In many parts of the world hyacinths are coveted for their heady fragrance and grown for use in the production of perfumes. You may not choose to go into the fragrance business, but may still wish to take full advantage of this outstanding scent. Plant hyacinths near where you will walk or sit come springtime. Pot up several handfuls. When the stems of colorful bells are just beginning to open, whisk the containers indoors. Then breath deeply. You've just grown your own home perfume. Nice, huh?
This truly remarkable hyacinth is a rich beetroot purple with petals that shade to maroon. The overall effect is a rich burgundy that has to be seen to be believed. Add to this the delightful scent of these enchanting blooms, and you’ve got a winner for pots, bowls and borders alike.
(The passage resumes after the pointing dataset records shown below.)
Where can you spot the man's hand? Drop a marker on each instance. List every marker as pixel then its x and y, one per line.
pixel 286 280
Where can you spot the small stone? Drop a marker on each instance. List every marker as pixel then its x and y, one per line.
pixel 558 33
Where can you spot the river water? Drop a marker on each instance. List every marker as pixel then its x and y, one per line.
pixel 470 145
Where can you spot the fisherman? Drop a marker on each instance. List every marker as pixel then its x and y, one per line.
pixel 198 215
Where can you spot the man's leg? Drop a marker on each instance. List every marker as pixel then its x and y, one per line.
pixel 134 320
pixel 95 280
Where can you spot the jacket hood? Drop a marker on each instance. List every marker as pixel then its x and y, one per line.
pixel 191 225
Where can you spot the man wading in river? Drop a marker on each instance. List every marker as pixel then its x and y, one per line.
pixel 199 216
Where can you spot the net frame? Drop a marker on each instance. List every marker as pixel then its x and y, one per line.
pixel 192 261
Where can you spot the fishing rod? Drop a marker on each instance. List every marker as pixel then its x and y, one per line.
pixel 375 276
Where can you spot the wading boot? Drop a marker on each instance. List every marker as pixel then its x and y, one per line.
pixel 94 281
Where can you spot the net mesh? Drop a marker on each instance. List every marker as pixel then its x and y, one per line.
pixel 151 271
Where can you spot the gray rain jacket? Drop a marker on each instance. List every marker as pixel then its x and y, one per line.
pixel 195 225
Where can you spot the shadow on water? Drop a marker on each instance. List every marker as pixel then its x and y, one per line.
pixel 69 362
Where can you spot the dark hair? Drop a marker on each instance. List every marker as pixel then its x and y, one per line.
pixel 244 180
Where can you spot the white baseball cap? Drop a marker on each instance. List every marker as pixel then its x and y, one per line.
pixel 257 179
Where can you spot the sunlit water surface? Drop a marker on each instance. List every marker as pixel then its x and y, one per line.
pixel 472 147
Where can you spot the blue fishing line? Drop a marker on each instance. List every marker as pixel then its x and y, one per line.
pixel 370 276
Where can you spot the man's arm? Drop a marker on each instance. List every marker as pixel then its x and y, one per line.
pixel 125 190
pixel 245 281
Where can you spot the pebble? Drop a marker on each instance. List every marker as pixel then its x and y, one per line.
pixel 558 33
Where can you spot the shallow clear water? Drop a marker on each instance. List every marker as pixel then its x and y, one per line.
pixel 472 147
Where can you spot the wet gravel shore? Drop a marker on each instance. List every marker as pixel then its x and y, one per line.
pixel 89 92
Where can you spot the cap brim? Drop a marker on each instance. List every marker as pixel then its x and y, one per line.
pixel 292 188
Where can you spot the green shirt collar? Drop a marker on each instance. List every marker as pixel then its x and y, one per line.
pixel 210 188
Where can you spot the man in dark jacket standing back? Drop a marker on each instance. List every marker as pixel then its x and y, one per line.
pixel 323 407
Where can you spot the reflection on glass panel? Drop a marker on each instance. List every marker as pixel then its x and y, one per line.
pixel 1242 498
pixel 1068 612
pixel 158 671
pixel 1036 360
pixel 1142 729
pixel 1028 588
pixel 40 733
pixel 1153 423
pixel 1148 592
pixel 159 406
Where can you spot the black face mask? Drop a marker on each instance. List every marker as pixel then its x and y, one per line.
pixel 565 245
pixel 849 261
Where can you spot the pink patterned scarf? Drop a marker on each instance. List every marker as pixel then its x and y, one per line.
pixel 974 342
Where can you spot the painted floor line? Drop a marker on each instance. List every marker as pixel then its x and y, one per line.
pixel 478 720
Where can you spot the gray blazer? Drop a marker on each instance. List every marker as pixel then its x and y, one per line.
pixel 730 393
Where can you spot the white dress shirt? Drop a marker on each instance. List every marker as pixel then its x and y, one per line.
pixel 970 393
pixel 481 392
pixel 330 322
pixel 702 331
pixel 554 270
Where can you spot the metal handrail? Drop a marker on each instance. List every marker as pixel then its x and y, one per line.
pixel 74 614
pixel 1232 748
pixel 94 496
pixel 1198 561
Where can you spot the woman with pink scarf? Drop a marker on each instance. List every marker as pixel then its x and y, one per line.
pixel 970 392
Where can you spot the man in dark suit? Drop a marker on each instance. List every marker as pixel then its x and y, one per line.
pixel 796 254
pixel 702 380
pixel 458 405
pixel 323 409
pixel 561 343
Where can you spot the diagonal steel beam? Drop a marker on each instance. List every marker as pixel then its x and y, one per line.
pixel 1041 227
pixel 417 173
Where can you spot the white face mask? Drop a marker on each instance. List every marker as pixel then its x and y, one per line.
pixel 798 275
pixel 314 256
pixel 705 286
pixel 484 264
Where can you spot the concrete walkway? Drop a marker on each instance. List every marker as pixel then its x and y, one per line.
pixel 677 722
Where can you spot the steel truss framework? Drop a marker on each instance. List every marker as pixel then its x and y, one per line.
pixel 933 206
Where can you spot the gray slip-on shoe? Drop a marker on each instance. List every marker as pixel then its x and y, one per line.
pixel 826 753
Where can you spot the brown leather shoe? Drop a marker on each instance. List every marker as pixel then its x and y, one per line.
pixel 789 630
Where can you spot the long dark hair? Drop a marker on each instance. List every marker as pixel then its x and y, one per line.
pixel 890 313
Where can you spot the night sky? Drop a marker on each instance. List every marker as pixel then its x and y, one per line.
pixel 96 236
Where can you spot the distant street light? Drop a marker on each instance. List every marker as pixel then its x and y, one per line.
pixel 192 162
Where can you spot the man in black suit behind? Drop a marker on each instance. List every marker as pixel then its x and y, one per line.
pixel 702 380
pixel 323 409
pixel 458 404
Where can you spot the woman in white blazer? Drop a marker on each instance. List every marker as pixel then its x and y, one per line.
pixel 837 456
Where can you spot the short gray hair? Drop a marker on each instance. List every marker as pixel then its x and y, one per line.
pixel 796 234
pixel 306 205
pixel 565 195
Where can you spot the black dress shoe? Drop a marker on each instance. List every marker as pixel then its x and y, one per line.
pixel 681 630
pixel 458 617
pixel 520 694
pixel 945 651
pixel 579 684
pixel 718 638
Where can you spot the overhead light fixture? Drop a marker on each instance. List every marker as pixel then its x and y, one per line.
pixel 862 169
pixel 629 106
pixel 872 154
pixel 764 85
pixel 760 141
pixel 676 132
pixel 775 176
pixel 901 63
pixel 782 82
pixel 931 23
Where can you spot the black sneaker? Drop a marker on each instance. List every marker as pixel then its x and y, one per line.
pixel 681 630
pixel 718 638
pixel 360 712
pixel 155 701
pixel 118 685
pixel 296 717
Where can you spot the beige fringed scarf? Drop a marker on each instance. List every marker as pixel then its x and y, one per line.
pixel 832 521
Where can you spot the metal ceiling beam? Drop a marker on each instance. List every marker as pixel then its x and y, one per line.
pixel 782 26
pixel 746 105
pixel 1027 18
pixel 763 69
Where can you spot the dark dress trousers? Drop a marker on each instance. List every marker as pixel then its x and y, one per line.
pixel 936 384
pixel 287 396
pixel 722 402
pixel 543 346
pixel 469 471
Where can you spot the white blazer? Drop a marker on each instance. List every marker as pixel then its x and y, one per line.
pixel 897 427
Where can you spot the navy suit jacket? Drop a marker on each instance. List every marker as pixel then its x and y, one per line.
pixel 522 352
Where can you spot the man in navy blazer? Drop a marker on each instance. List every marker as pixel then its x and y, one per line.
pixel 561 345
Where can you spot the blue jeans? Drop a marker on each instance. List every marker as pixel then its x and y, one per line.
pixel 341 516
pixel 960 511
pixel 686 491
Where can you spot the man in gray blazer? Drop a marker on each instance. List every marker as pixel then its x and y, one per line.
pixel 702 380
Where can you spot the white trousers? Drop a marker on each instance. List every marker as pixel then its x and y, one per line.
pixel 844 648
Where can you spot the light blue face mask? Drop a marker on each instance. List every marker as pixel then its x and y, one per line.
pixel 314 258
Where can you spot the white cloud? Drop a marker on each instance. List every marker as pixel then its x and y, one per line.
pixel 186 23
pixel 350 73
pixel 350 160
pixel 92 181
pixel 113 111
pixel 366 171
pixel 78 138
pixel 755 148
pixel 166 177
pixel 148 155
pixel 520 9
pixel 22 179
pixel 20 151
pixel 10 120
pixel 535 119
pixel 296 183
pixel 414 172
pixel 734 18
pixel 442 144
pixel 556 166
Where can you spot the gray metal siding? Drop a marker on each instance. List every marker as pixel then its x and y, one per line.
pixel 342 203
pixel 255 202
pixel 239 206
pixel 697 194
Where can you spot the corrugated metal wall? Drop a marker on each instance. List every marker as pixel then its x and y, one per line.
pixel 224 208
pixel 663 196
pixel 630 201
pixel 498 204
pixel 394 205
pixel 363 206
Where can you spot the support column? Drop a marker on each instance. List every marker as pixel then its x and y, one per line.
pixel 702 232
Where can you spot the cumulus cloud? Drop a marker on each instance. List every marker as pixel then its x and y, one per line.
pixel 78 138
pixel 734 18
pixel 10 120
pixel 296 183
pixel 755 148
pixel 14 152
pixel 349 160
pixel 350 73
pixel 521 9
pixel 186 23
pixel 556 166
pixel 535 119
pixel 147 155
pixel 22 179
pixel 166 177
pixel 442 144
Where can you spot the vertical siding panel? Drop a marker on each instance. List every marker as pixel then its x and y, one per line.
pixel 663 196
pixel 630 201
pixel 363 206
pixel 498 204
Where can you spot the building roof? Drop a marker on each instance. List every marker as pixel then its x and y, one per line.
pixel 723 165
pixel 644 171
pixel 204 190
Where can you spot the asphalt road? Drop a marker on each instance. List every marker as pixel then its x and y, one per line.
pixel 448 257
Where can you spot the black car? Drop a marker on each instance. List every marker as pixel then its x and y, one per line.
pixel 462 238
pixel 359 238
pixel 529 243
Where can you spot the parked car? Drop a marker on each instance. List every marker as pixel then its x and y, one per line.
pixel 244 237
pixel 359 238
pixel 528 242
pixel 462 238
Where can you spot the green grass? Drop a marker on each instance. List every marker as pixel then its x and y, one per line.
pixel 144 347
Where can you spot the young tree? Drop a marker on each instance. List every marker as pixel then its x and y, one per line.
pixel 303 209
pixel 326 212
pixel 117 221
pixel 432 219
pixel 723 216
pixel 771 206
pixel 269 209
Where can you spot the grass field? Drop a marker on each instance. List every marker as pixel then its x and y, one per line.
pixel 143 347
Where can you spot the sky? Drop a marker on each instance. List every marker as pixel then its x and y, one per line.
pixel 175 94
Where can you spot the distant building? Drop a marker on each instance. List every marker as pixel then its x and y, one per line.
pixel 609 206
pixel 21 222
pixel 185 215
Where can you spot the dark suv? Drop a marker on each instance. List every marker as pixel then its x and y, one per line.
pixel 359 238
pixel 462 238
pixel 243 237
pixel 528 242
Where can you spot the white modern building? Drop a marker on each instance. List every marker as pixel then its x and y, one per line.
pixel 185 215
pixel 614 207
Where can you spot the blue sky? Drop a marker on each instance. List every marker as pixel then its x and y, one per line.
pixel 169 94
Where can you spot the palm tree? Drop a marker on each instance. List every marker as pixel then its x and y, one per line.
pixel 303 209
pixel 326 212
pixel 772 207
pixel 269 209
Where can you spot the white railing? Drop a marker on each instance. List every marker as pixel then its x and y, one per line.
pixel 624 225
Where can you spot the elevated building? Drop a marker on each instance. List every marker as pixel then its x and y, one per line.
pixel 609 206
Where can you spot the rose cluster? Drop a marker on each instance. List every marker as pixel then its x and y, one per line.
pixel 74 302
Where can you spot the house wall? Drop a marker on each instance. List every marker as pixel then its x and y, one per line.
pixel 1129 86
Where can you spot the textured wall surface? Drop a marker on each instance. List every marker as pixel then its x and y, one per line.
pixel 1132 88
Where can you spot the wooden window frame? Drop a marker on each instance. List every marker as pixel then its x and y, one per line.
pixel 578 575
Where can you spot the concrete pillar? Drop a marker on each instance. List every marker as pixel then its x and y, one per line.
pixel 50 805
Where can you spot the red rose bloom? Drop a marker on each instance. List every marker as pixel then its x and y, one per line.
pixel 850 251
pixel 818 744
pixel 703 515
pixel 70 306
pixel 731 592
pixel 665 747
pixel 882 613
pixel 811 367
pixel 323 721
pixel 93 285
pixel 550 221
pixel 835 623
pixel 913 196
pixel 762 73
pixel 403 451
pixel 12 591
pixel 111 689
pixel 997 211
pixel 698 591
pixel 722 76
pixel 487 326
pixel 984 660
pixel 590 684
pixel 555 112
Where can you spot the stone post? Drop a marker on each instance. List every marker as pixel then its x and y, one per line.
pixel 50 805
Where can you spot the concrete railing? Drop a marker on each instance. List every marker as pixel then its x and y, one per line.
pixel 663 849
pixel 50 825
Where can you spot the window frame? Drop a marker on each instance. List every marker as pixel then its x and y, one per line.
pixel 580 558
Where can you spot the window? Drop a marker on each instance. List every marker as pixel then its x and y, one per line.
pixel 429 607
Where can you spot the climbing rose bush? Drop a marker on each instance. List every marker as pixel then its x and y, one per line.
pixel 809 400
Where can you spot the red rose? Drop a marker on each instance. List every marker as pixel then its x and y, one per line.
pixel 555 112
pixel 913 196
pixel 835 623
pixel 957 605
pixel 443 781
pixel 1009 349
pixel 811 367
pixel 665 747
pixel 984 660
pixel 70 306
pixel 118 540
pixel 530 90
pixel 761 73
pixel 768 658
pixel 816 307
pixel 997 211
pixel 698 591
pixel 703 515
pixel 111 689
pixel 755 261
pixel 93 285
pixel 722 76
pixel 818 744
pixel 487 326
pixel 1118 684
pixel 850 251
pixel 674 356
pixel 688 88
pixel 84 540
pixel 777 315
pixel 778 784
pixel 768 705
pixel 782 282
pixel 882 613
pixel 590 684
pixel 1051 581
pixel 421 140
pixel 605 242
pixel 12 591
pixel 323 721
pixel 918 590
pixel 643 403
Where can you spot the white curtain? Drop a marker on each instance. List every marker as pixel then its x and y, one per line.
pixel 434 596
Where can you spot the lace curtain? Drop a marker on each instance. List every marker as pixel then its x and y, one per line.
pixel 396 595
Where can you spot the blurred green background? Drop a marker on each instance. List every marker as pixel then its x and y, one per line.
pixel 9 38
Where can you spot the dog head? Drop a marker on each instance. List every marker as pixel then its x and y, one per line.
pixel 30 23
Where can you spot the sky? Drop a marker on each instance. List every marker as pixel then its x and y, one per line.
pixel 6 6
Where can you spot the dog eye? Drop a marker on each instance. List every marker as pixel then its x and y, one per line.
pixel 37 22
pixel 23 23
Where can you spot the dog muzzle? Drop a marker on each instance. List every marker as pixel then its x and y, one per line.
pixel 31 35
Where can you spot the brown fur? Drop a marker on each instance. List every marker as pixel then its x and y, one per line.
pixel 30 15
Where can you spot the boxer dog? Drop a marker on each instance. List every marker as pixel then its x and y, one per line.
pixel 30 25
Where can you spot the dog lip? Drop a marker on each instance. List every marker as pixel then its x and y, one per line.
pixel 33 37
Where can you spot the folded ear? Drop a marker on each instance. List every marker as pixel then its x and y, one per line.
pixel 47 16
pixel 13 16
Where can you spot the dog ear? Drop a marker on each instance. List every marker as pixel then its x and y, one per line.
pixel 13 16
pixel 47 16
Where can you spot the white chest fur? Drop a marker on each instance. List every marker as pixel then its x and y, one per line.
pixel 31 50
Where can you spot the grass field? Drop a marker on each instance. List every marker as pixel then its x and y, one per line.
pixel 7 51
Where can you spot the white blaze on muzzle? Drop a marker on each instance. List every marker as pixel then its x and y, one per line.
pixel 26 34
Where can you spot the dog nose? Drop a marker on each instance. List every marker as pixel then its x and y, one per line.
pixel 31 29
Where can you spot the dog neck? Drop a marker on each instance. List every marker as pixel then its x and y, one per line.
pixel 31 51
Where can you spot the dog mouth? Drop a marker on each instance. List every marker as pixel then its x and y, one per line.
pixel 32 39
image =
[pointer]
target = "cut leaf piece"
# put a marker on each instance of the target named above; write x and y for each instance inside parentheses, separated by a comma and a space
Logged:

Find a location where the soil drains well. If there are still water puddles 5-6 hours after a hard rain, scout out another site. Or amend the soil with the addition of organic material to raise the level 2-3" to improve the drainage. Peat moss, compost, ground bark or decomposed manure all work well and are widely available. While hyacinths aren't fussy about soil, they will not survive in soggy soil or standing water.
Site your hyacinths where they will get full day sun. In the hottest areas, a little afternoon is appreciated.
Dig holes and plant the hyacinths bulbs 7-8” deep and 6” apart. The bulbs are round, larger than a golf ball and have papery skins. Plant them with the pointed end facing up.
After planting, water hyacinths well to settle the soil around the bulbs. Roots will form in the autumn.